We returned to our respective nests to get cleaned up but then reconvened at a patio restaurant near the village’s playhouse. The dinner conversation was stilted, cold. I was monosyllabic for the entire meal. When it was over, we exchanged a series of bland goodbyes. Grace and Hilary promised to find each other on the Facebook, and Jacob told me to drive safely tomorrow on our trek back.
“I don’t drive,” I informed him. “I’ve never even had my licence. She does all the driving in this relationship.”
“Ah,” he replied, nodding without quite believing.
That night, in our cabin, Grace and I made love. I didn’t want to, but it felt necessary to clear the air between us. It was good, industrious, missionary-position sex; and upon its detumescence I promptly rolled over and fell asleep. It was a great sleep — deep and solitary and dreamless. It was like I floated in some nowhere-place a million
miles away from the unpleasantness of that afternoon.
But then I woke, later on, to a sound I mistook for the surf’s arrhythmia outside our window, its pulse and squeak, its pulse and squeak. I sat up and looked over at that window, at the moonlight blazing through it. But the sound was not coming from there. So I glanced to where my wife lay, well over on her side of the bed. She was naked and on her back, her knees up, her torso arched, the sheets swirling like eddies around her ankles. She must have gotten out of bed at some point (slinked out really, while I snored on my side of the mattress), and fetched two of her silicone friends from the pocket of her suitcase. Because there they were, long and large and very lifelike. She pressed one between her legs, her wrist like a metronome beyond the crest of her raised thighs. Her other arm was curled lightly, sensuously, around her head, with the second silicone friend moving in and out and around her open mouth, her pawing tongue. Grace’s eyes were squeezed shut in rapture, and she released soft, starved cries of pleasure each time the toy moved out of her mouth.
“Grace —”
She sprang bolt upright then, like a jack-in-the-box. “Philip — oh my God!” The two toys went rolling off the bed and thudding onto the floor. Her sexual flush turned to a flush of embarrassment.
“Grace.”
She let out a little gasp then, or a gasp-laugh, and waited for me to return it. I didn’t. So we both hovered there, in space and time, not moving. Then she lowered herself slowly back onto her pillow, her eyes wide, her face burning. I stared down at her, own face aflame, but then settled back onto my side of the bed. We both lay there, doing an excellent job of examining the ceiling, there in the darkness above us.

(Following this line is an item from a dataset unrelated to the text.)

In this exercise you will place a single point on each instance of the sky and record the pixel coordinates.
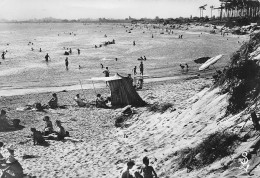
(76, 9)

“Grace, it’s our honeymoon,” I said finally.
A quick rustle of the sheets and her forehead was pressed into my shoulder, her hip hooked around mine. “Do you … want … want to … help me out here —”
“No.”
So she moved back to her side and went stiff as a plank. The truth of what she’d been doing — what she’d been fantasizing about — draped over us like a canopy. It felt as if every cell in my body had died at once, wiped out by the images dancing in Grace’s head. Images of me and Jacob — together. But mostly, probably, just Jacob. My wife had been lying next to me as I slept thinking of somebody else. And on our honeymoon, no less.